The same way MacDonald or any coach or coordinator says he has to look at the tape to see what happened on a given play before assigning blame.
Its not that big of a mystery and i would get flamed for it when Russ was here and i would post multiple sequential stills of a play to show how it unfolded and why thr play worked, but the execution failed. You can absolutely evaluate how well a QB is going through his progressions just as you can evaluate whether a playcall given a certain down and distance was a good one.
A good playcaller anticipates what a defense is going to do and provides the offense and more specifically the QB options to succeed. Lesser coordinators get caught in situations like Grubb was again and again where the QB was left on an island with protection that wasnt set, outlets that werent available and routes that relied on there being more time than what was reasonably available. Sure, that wasnt the case EVERY time, but if it wasnt the case the vast MAJORITY of the time, Grubb was would still have a job. There were so many times where you could see a defense was going to blitz on 3rd and say 4, and rather than having 1 or 2 options for Geno to hit quickly in the space the blitzung player was vacating, and chipping the rusher on the way in, we would just have receivers running medium and deep routes. That happened starting in the Giants game and never stopped.
Beyond playcalling, our blocking scheme as stupid. We got manhandled and looked horrible for most of the season trying to force our guys to run a constantly overmatched zone blocking scheme. Over the second half, we ran more gap concepts and saw more success. Thats a shift that should have been evident in training camp or at least early in the season. Instead we get plowed every week, struggling to run because we dont do it enough to force the defense to account for it, but also dont even deploy a scheme that best helps our personnell.

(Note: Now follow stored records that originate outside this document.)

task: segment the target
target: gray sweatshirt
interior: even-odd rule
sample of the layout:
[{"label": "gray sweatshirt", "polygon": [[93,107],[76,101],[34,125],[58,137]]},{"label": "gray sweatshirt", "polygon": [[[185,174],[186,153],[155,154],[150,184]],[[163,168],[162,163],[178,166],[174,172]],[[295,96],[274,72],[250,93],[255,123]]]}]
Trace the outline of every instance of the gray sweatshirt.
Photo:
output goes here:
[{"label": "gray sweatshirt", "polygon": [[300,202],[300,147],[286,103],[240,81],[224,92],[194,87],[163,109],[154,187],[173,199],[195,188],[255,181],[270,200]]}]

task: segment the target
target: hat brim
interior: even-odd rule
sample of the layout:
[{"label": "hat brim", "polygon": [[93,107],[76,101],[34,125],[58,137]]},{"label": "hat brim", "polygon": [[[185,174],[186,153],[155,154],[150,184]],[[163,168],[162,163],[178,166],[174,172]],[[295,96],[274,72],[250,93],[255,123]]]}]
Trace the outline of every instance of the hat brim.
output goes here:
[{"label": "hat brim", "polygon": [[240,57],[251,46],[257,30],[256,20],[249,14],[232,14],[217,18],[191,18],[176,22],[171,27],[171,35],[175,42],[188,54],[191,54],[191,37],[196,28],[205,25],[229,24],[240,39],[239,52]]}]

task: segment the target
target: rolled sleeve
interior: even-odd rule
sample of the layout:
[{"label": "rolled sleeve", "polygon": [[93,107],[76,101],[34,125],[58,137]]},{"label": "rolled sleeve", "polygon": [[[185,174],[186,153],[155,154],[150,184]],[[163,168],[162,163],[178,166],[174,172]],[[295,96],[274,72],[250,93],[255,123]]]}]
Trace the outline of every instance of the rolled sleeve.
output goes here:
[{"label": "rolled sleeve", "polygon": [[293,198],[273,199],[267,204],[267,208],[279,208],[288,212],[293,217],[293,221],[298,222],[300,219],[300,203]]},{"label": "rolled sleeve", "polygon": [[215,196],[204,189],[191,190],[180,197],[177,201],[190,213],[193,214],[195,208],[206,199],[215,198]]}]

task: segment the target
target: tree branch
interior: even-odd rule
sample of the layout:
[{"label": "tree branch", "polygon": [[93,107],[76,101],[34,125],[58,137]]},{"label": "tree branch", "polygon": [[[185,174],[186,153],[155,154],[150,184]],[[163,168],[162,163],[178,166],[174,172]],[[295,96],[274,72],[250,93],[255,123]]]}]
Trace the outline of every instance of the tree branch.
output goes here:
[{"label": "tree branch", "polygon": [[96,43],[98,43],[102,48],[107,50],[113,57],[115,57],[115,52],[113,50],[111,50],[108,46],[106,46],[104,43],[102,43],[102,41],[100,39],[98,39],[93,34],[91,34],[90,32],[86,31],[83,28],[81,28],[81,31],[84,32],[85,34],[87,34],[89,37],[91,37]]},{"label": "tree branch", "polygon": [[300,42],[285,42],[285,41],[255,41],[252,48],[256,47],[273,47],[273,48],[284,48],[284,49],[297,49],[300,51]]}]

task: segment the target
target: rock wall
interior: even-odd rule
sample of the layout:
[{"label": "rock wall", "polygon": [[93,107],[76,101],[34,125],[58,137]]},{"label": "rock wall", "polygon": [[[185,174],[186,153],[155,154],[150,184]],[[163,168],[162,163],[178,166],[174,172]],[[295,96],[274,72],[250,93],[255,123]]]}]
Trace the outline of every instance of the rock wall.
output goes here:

The failures of the offense this year were multiple fold from route designs that didnt challenge defenses or exploit weaknesses (its been discussed quite a bit that Grubb wasnt exoerienced in attacking NFL schemes and instead looked to exploit matchups) in the way they were playing us to just not giving the QB options to ATTACK a defense rsther than hoping protection holds up. Grubb neutered our passing game to a degree by taking DK out of the scheme as a decoy so that he could better work individual matchups. JSN was the beneficiary. Everybody else suffered. From the outside, it looks like JSN blew up, and he did have a good year, but he got those looks because thats how Grubb's offense worked. Attack a player or two or a coverage zone, but not the whole defense.
The run game was the same, trying to leverage individual strength rather than schematic advantage.
After week 4, when defenses saw what worked against us, we never adapted until our run game started working at the switch to more gap play in the run game.
These things are FUNDAMENTAL errors in the coordination of an offense and Grubb failed at them consistently.
Waldron understood at a general level how to attack scheme as was evident in the fact that our offense was one of the best in the league over the first quarter and a half of a game whike he was here. He could see schematic tendencies in a defense and script a way to attack them. He failed in the chess match that became that back and forth game of anticipation, move and counter move.
All-22 shines an entirely different light on games. What looks like one problem on a telecast is often shown to be something different.